Il QUADERNO DI TRADUZIONI è una raccolta di poesie inglesi e americane tradotte da Beppe Fenoglio e pubblicate da Einaudi nel 2000: un'iniziativa che ha permesso al pubblico di scoprire il grande scrittore piemontese sotto un nuovo aspetto, non solo interessante di per sé, ma anche fondamentale nella genesi della sua opera letteraria.
Nato nel 1922 ad Alba e prematuramente scomparso nel 1963, Fenoglio è noto per i suoi romanzi e racconti di vita partigiana (prese parte alla Resistenza nelle Langhe in una formazione badogliana in cui fungeva tra l'altro da ufficiale di coordinamento con le missioni alleate) e per le altre opere narrative ispirate al mondo contadino.

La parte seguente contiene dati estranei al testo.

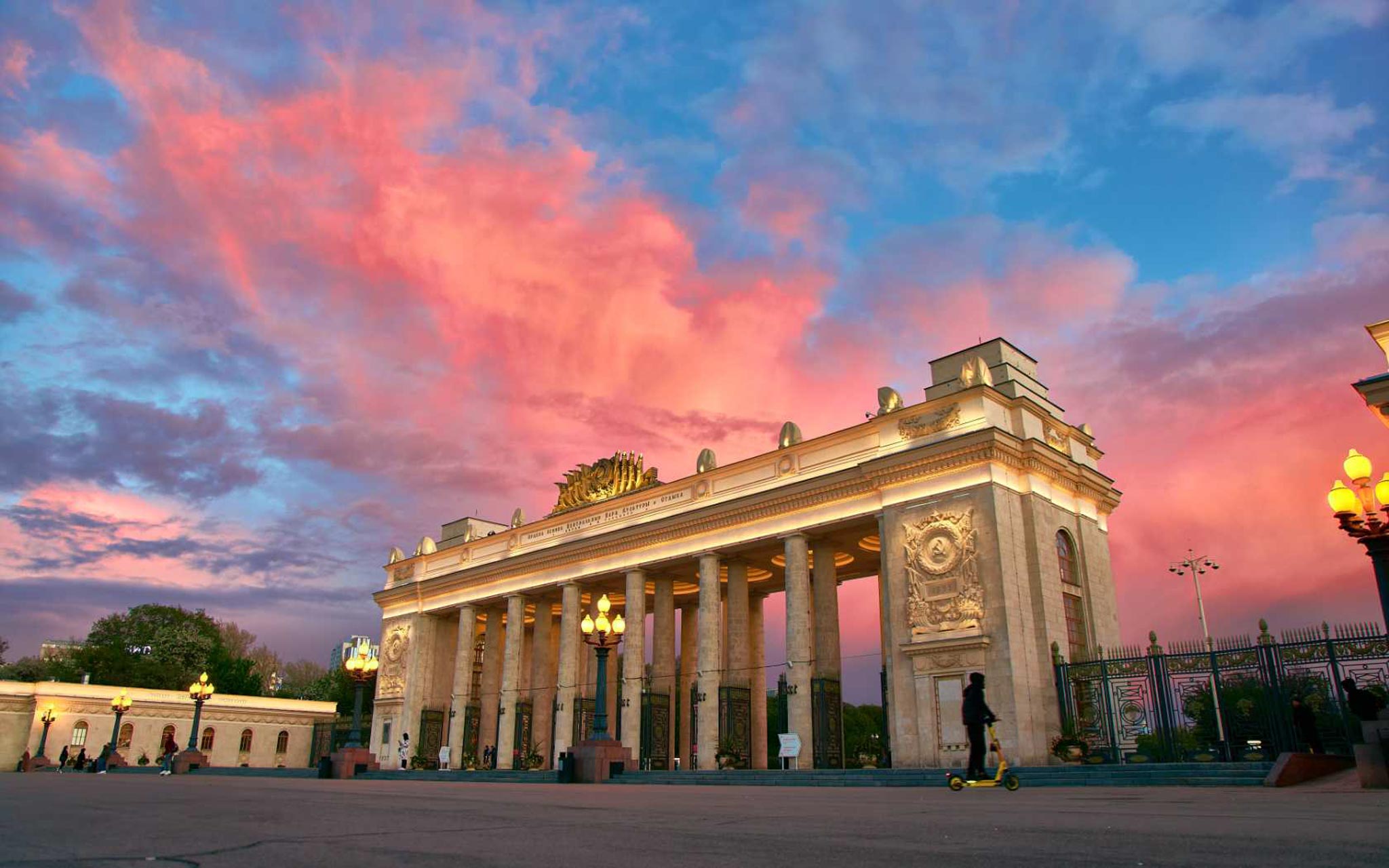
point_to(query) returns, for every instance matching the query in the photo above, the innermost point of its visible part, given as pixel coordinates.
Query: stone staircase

A renderlo unico in quanto scrittore è però il rapporto molto particolare, che non ha paralleli nella letteratura italiana, con la lingua inglese e il mondo anglosassone: rapporto che risale ai tempi del liceo, quando il giovane Fenoglio, che come molti fra i suoi coetanei più sensibili avverte un acuto disagio psicologico di fronte alla volgarità e mediocrità dell'Italia fascista, scopre un mondo geograficamente lontano (e del resto da lui mai visitato, neanche nel dopoguerra) ma sentito come fonte alternativa di valori morali, spirituali, estetici (in PRIMAVERA DI BELLEZZA descriverà la propria anglofilia come "espressione del mio desiderio, della mia esigenza di un'Italia diversa, migliore"). Ad affascinarlo sono personaggi come Cromwell (uno dei suoi protagonisti si chiamerà Milton, come l'autore del PARADISO PERDUTO, ed egli sogna di essere un soldato dell'esercito puritano "con la Bibbia nello zaino e il fucile a tracolla") e autori come Shakespeare, Donne, Marlowe, Coleridge, T.S. Eliot.

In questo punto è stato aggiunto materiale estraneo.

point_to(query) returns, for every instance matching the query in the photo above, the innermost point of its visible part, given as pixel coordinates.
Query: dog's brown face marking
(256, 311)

Quest'identificazione con la cultura anglofona porterà Fenoglio ad utilizzare l'inglese in un certo senso come prima lingua letteraria, quella di cui si servirà come canovaccio ("linguaggio mentale", lo definisce Calvino; lingua "mediatrice dell'atto creativo", la Corti) dal quale ricavare successivamente il testo in italiano. La sua prima opera, PRIMAVERA DI BELLEZZA, viene ad esempio scritta inizialmente in inglese; non solo: secondo la testimonianza di Claudio Gorlier, le ampie parti tutte in inglese del suo capolavoro postumo, IIL PARTIGIANO JOHNNY, non avrebbero costituito soltanto una prima stesura da rendere successivamente in italiano, ma una formula definitiva, "una scelta al tempo stesso istintiva e meditata". Il rapporto dello scrittore con l'inglese è del resto per certi versi affine a quello da lui intrattenuto con il piemontese, anch'esso strumento espressivo immediato e spontaneo che, in testi come LA MALORA, sottende il periodare italiano e, "non limit[andosi] all'introduzione di forme lessicali, [....] investe la struttura stessa del periodo, la sua sintassi non solo logica, ma intima, psicologica" (G. Lagorio).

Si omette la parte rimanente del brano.